Friedmacher Florian, Doi Takashi, Gosemann Jan-Hendrik, Fujiwara Naho, Kutasy Balazs, Puri Prem
National Children's Research Centre, Our Lady's Children's Hospital, Crumlin, Dublin 12, Ireland.
Pediatr Surg Int. 2012 Feb;28(2):195-9. doi: 10.1007/s00383-011-2985-2.
Nitrofen model of congenital diaphragmatic hernia (CDH) has been widely used to investigate the pathogenesis of pulmonary hypoplasia (PH). Fibroblast growth factor (FGF) signaling pathway plays a fundamental role in fetal lung development. FGF7 and FGF10, which are critical for lung morphogenesis, have been reported to be downregulated in nitrofen-induced PH. FGF signaling is mediated by a family of four single transmembrane receptors, FGFR1-4. FGFR2 and FGFR3 have been shown to be expressed predominantly in the late stages of developing lungs. In addition, the upregulation of FGFR2 gene expression has been associated with severe defects in lung development and resulted in arrested alveologenesis similar to PH seen in the nitrofen model. Furthermore, FGFR3(-/-)FGFR4(-/-) double mutants showed thinner mesenchyme and larger air spaces. We designed this study to test the hypothesis that FGFR gene expression is upregulated in the late stages of lung development in the nitrofen CDH model.
Pregnant rats were exposed to either olive oil or nitrofen on day 9 of gestation (D9). Cesarean section was performed and fetuses were harvested on D18 and D21. Fetal lungs were divided into three groups: control, nitrofen without CDH [CDH(-)], and nitrofen with CDH [CDH(+)] (n = 24 at each time-point). Pulmonary gene expression levels of FGFR1-4 were analyzed by real-time RT-PCR. Immunohistochemistry was also performed to evaluate protein expression/distribution at each time-point.

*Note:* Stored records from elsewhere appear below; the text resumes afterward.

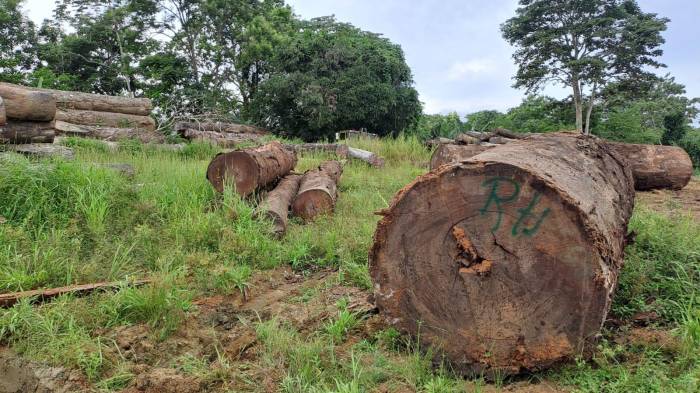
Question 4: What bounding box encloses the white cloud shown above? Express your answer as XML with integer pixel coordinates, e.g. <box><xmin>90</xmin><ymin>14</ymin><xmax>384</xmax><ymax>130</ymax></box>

<box><xmin>447</xmin><ymin>59</ymin><xmax>496</xmax><ymax>81</ymax></box>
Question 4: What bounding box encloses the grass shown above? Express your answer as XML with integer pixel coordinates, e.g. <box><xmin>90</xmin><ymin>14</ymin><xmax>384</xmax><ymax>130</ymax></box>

<box><xmin>0</xmin><ymin>137</ymin><xmax>700</xmax><ymax>392</ymax></box>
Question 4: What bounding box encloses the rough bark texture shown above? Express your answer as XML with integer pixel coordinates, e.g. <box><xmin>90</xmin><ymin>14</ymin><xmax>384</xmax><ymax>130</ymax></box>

<box><xmin>258</xmin><ymin>175</ymin><xmax>302</xmax><ymax>238</ymax></box>
<box><xmin>30</xmin><ymin>88</ymin><xmax>153</xmax><ymax>116</ymax></box>
<box><xmin>56</xmin><ymin>109</ymin><xmax>156</xmax><ymax>132</ymax></box>
<box><xmin>369</xmin><ymin>135</ymin><xmax>634</xmax><ymax>375</ymax></box>
<box><xmin>608</xmin><ymin>142</ymin><xmax>693</xmax><ymax>191</ymax></box>
<box><xmin>180</xmin><ymin>129</ymin><xmax>265</xmax><ymax>148</ymax></box>
<box><xmin>348</xmin><ymin>147</ymin><xmax>384</xmax><ymax>168</ymax></box>
<box><xmin>0</xmin><ymin>121</ymin><xmax>56</xmax><ymax>144</ymax></box>
<box><xmin>2</xmin><ymin>143</ymin><xmax>75</xmax><ymax>160</ymax></box>
<box><xmin>0</xmin><ymin>83</ymin><xmax>56</xmax><ymax>121</ymax></box>
<box><xmin>292</xmin><ymin>161</ymin><xmax>343</xmax><ymax>221</ymax></box>
<box><xmin>55</xmin><ymin>121</ymin><xmax>165</xmax><ymax>143</ymax></box>
<box><xmin>284</xmin><ymin>143</ymin><xmax>349</xmax><ymax>158</ymax></box>
<box><xmin>430</xmin><ymin>145</ymin><xmax>492</xmax><ymax>171</ymax></box>
<box><xmin>207</xmin><ymin>142</ymin><xmax>297</xmax><ymax>196</ymax></box>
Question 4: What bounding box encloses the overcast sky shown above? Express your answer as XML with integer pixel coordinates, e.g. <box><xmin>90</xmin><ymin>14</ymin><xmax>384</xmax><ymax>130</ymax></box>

<box><xmin>21</xmin><ymin>0</ymin><xmax>700</xmax><ymax>114</ymax></box>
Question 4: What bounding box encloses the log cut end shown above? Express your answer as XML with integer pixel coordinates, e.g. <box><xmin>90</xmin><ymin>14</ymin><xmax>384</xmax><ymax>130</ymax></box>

<box><xmin>369</xmin><ymin>133</ymin><xmax>634</xmax><ymax>375</ymax></box>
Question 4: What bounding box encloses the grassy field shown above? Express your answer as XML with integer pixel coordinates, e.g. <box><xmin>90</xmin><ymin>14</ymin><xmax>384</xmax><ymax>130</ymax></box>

<box><xmin>0</xmin><ymin>138</ymin><xmax>700</xmax><ymax>392</ymax></box>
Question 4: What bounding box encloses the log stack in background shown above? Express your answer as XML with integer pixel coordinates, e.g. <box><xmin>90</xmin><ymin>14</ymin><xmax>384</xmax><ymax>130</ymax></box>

<box><xmin>369</xmin><ymin>134</ymin><xmax>634</xmax><ymax>375</ymax></box>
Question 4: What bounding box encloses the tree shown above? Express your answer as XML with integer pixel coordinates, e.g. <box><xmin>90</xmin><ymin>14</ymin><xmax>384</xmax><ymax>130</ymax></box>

<box><xmin>250</xmin><ymin>17</ymin><xmax>421</xmax><ymax>140</ymax></box>
<box><xmin>501</xmin><ymin>0</ymin><xmax>668</xmax><ymax>134</ymax></box>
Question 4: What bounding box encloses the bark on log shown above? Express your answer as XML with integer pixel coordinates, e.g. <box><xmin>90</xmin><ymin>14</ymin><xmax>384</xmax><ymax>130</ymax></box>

<box><xmin>56</xmin><ymin>109</ymin><xmax>156</xmax><ymax>132</ymax></box>
<box><xmin>369</xmin><ymin>135</ymin><xmax>634</xmax><ymax>375</ymax></box>
<box><xmin>430</xmin><ymin>145</ymin><xmax>491</xmax><ymax>171</ymax></box>
<box><xmin>207</xmin><ymin>141</ymin><xmax>297</xmax><ymax>196</ymax></box>
<box><xmin>608</xmin><ymin>142</ymin><xmax>693</xmax><ymax>191</ymax></box>
<box><xmin>0</xmin><ymin>83</ymin><xmax>56</xmax><ymax>121</ymax></box>
<box><xmin>258</xmin><ymin>175</ymin><xmax>302</xmax><ymax>238</ymax></box>
<box><xmin>0</xmin><ymin>121</ymin><xmax>56</xmax><ymax>144</ymax></box>
<box><xmin>292</xmin><ymin>161</ymin><xmax>343</xmax><ymax>221</ymax></box>
<box><xmin>55</xmin><ymin>120</ymin><xmax>165</xmax><ymax>143</ymax></box>
<box><xmin>348</xmin><ymin>147</ymin><xmax>384</xmax><ymax>168</ymax></box>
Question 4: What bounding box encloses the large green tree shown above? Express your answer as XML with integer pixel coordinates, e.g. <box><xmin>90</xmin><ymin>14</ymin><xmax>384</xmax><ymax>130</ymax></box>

<box><xmin>501</xmin><ymin>0</ymin><xmax>668</xmax><ymax>134</ymax></box>
<box><xmin>251</xmin><ymin>17</ymin><xmax>421</xmax><ymax>140</ymax></box>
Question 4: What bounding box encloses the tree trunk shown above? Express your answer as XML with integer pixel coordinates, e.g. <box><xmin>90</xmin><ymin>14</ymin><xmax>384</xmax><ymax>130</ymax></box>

The relative messenger RNA expression levels of pulmonary FGFR2 and FGFR3 on D21 were significantly increased in CDH(-) (6.38 ± 1.93 and 7.84 ± 2.86, respectively) and CDH(+) (7.09 ± 2.50 and 7.25 ± 3.43, respectively) compared to controls (P < 0.05 and P < 0.01, respectively), whereas no significant alteration was observed on D18. There were no differences in FGFR1 and FGFR4 expression at both time-points. Increased immunoreactivity of FGFR2 and FGFR3, mainly in the distal epithelium and mesenchyme, was observed in the nitrofen-induced hypoplastic lungs on D21 compared to controls.
Upregulation of FGFR2 and FGFR3 pulmonary gene expression in the late stages of fetal lung development may disrupt FGFR-mediated alveologenesis resulting in PH in the CDH model.
先天性膈疝(CDH)的硝呋烯腙模型已被广泛用于研究肺发育不全(PH)的发病机制。成纤维细胞生长因子(FGF)信号通路在胎儿肺发育中起重要作用。据报道,对肺形态发生至关重要的FGF7和FGF10在硝呋烯腙诱导的PH中表达下调。FGF信号由四种单跨膜受体家族FGFR1 - 4介导。FGFR2和FGFR3已被证明主要在发育中肺的后期表达。此外,FGFR2基因表达的上调与肺发育的严重缺陷有关,并导致肺泡形成停滞,类似于硝呋烯腙模型中所见的PH。此外,FGFR3(-/-)FGFR4(-/-)双突变体显示间充质更薄且气腔更大。我们设计本研究以检验以下假设:在硝呋烯腙CDH模型中,FGFR基因表达在肺发育后期上调。
妊娠第9天(D9)的孕鼠分别暴露于橄榄油或硝呋烯腙。在D18和D21进行剖宫产并收获胎儿。将胎儿肺分为三组:对照组、无CDH的硝呋烯腙组[CDH(-)]和有CDH的硝呋烯腙组[CDH(+)](每个时间点n = 24)。通过实时RT-PCR分析FGFR1 - 4的肺基因表达水平。还进行了免疫组织化学以评估每个时间点的蛋白表达/分布。
与对照组相比,D21时CDH(-)组(分别为6.38±1.93和7.84±2.86)和CDH(+)组(分别为7.09±2.50和7.25±3.43)肺组织中FGFR2和FGFR3的相对信使RNA表达水平显著升高(分别为P < 0.05和P < 0.01),而在D18时未观察到显著变化。在两个时间点,FGFR1和FGFR4的表达均无差异。与对照组相比,在D21时硝呋烯腙诱导的发育不全肺中观察到FGFR2和FGFR3的免疫反应性增加,主要在远端上皮和间充质中。
胎儿肺发育后期FGFR2和FGFR3肺基因表达上调可能破坏FGFR介导的肺泡形成,导致CDH模型中的PH。